I might not want to do it blind on a beached whale, but if they had good landmarks or I worked it out with the ultrasound, I wouldn't give it a second thought.

I hardly do Peds anymore, so this slipped my mind. Thanks.
 
Patients are happy, the surgeons are happy, we're happy, the hospital is happy. Those who don't place epidurals and keep them in for post-op pain seem odd to me. Much of what we do is enabled simply due to our high volume of patients. Having a dedicated NP or other staff solely tasked to an acute pain service doesn't make good economic sense if you only have a couple patients a day with post-op epidurals or PCA's. However, if you have 40+ patients to manage at any given time (both OB and OR postops) then the economics are more reasonable.

your patients might be happier if they had a CSE for the c-section compared to an epidural. It's an inferior anesthetic to a spinal, even when freshly placed in the OR. There is no combination of meds you can place into the epidural space that will provide as reliable or as dense an anesthetic as a spinal.
 
200mcg of duramorph intrathecal, 30mg Ketorolac q 8 routine x 3. They don't hurt and aren't numb.

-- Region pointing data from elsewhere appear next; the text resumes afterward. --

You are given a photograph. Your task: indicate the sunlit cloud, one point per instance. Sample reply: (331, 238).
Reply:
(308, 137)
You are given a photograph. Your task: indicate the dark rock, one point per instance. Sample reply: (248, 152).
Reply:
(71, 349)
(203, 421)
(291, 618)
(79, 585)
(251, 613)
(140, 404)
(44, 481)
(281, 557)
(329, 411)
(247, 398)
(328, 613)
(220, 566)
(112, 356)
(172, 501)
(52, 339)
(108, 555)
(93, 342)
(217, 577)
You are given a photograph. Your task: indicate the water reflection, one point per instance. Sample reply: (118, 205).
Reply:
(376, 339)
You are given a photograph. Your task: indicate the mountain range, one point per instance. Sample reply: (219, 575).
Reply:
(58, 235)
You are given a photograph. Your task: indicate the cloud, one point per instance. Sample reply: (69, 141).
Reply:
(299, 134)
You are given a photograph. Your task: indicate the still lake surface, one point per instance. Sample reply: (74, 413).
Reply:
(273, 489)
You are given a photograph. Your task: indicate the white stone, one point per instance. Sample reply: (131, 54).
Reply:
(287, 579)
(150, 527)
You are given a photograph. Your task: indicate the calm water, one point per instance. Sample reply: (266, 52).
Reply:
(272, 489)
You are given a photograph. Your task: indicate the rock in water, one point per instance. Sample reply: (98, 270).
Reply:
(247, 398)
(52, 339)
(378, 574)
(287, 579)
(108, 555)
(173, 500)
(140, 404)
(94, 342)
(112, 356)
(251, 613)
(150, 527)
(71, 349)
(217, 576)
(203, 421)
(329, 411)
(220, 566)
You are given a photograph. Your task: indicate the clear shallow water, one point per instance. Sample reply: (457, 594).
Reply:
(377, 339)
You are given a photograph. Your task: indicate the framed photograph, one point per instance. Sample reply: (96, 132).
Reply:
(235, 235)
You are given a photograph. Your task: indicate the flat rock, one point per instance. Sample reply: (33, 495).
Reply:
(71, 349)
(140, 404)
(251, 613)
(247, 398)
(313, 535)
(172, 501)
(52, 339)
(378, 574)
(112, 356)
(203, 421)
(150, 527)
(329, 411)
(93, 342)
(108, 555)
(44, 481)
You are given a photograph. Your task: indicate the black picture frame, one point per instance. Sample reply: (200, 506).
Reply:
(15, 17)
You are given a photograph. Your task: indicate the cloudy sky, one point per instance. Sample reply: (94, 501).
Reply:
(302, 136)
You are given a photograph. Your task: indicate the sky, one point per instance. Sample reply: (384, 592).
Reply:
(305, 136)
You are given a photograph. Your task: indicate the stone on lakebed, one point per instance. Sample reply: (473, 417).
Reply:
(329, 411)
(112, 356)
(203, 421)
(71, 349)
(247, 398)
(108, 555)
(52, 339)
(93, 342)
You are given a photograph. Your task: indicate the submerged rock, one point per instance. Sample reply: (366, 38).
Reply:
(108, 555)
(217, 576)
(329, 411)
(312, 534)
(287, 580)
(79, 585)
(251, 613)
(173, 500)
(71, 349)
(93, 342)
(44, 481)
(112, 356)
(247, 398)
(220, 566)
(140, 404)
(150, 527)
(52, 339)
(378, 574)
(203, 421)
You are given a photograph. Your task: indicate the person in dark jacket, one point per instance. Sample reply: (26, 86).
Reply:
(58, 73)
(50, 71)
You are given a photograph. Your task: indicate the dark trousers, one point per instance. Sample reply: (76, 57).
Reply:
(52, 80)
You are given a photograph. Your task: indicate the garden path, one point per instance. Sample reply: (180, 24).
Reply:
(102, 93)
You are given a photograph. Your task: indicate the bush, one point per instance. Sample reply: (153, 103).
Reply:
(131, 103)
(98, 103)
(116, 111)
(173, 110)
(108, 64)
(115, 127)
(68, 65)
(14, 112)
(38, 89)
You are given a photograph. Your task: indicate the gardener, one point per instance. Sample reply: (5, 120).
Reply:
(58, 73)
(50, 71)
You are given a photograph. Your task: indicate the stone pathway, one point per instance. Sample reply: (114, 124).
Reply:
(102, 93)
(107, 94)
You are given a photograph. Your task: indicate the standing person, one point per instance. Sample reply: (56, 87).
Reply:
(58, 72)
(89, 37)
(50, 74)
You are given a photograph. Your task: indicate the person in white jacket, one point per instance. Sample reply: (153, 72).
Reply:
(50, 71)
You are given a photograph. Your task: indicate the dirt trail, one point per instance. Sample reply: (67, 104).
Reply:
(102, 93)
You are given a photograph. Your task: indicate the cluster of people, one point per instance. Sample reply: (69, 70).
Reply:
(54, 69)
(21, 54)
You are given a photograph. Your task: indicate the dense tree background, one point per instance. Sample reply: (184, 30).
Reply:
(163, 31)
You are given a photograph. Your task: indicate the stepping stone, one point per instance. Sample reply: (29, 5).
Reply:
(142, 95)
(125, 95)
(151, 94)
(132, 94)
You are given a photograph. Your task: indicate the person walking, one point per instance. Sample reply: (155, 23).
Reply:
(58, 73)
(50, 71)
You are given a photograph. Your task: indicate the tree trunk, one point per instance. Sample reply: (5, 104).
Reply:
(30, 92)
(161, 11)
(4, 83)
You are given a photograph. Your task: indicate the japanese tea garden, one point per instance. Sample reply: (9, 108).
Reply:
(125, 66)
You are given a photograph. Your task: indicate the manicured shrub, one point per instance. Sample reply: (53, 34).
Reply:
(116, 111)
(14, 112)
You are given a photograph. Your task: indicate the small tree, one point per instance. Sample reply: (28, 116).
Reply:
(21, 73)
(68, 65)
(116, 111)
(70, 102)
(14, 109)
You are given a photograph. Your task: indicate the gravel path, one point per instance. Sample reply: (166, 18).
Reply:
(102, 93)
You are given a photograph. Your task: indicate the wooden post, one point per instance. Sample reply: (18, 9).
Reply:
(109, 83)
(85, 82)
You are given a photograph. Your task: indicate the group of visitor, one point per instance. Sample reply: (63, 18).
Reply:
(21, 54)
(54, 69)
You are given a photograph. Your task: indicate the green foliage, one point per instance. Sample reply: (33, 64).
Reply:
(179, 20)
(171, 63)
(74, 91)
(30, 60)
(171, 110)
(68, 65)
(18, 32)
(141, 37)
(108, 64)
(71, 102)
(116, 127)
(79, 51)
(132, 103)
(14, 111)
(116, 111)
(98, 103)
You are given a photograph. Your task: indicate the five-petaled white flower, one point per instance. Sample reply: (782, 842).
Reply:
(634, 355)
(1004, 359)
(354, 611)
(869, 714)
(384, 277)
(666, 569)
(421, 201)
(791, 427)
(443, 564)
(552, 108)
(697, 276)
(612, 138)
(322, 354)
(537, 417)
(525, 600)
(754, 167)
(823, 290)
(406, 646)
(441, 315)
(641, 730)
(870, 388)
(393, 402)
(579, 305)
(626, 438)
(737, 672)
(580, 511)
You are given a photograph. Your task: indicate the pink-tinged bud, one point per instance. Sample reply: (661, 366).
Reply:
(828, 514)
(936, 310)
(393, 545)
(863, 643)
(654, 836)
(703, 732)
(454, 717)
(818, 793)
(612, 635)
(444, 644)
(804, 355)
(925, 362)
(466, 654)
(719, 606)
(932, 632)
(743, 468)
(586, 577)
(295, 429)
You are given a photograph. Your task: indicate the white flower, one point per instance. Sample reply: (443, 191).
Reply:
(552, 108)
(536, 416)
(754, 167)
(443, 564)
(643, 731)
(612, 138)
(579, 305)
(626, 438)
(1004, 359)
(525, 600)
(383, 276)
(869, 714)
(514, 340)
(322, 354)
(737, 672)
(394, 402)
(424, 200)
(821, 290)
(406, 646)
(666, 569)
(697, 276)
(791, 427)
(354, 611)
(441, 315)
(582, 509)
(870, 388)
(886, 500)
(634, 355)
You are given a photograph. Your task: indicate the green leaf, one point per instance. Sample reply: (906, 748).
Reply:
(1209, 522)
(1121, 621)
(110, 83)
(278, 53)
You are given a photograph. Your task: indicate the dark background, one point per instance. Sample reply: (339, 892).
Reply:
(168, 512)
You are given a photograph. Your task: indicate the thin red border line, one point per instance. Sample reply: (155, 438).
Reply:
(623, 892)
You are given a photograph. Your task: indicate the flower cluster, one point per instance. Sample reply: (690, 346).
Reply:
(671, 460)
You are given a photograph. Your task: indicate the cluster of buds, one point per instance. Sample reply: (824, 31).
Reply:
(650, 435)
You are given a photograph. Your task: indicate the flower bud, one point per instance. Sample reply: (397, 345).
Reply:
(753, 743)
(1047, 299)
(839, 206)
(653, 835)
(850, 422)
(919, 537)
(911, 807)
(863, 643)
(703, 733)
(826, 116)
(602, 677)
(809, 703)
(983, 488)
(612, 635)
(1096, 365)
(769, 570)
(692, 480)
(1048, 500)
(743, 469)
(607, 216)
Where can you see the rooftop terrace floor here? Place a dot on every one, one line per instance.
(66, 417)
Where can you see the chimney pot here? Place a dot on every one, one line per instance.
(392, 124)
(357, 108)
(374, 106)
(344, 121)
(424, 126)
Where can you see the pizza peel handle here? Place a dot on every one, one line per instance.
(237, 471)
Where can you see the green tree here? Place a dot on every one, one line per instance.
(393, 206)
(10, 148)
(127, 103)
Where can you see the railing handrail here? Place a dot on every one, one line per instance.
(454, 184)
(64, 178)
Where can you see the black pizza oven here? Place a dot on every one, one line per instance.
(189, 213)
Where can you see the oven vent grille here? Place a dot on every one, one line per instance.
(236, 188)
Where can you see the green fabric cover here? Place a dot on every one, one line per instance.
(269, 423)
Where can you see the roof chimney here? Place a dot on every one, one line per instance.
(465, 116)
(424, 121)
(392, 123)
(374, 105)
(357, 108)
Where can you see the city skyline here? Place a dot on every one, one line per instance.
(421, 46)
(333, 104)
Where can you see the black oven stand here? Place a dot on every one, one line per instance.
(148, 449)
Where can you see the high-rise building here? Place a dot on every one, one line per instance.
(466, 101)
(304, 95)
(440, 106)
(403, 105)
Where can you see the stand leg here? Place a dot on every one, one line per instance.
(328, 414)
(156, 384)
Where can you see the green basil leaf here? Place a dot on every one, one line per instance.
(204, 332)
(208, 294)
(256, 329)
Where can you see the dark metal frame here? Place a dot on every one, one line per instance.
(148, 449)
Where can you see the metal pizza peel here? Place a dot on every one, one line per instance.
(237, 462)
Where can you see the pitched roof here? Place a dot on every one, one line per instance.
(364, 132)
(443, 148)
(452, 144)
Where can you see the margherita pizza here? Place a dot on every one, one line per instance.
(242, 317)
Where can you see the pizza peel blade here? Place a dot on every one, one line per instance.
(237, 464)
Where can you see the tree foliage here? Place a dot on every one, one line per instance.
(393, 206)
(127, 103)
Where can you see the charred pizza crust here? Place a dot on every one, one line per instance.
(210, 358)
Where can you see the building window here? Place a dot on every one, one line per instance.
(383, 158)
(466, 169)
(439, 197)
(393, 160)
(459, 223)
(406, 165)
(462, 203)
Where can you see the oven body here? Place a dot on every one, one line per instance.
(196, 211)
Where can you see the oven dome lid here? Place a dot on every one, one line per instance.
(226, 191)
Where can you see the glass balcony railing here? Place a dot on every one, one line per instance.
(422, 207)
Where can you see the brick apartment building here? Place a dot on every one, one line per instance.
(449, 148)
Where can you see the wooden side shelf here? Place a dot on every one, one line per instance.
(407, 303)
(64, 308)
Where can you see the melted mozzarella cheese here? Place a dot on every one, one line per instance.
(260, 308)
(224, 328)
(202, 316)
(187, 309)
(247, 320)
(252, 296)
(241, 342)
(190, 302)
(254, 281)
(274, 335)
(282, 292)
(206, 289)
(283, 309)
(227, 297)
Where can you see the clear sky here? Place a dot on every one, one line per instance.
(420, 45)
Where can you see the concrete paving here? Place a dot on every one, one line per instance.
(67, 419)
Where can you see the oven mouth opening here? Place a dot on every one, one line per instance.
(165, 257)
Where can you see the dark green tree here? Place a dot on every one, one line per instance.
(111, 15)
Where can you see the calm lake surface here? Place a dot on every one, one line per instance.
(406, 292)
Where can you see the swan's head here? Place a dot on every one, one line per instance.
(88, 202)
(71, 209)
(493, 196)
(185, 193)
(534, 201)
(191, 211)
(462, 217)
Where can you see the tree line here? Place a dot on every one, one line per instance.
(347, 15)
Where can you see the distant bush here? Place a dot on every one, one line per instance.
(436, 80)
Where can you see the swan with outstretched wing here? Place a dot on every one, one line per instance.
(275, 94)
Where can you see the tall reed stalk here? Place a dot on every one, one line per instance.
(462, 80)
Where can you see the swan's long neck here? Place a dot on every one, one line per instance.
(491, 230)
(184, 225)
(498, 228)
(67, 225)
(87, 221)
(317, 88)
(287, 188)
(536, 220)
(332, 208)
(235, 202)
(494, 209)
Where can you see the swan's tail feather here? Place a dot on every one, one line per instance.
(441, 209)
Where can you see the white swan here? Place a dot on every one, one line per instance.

why 30 of ketorolac? that's the IM dose, but plenty of evidence that you need less for IV doses.
 
Honestly, probably just the dose they have always used. Nubain for duramorph itching, I give buprenex as my prn breakthrough pain med of choice. Always works in my limited personal n.
 
http://www.ncbi.nlm.nih.gov/pubmed/7893022

After this article came out many began switching from Epidural to Spinal Anesthesia for C-Section. By the late 1990's almost everyone was doing a spinal for an elective or scheduled C section.

I started my career doing Epidurals for scheduled sections and gradually began moving to spinals. By the late 1990's I had almost completely abandoned the Epidural for a scheduled C section. There is no doubt a spinal is a superior anesthetic compared to an Epidural for a C Section.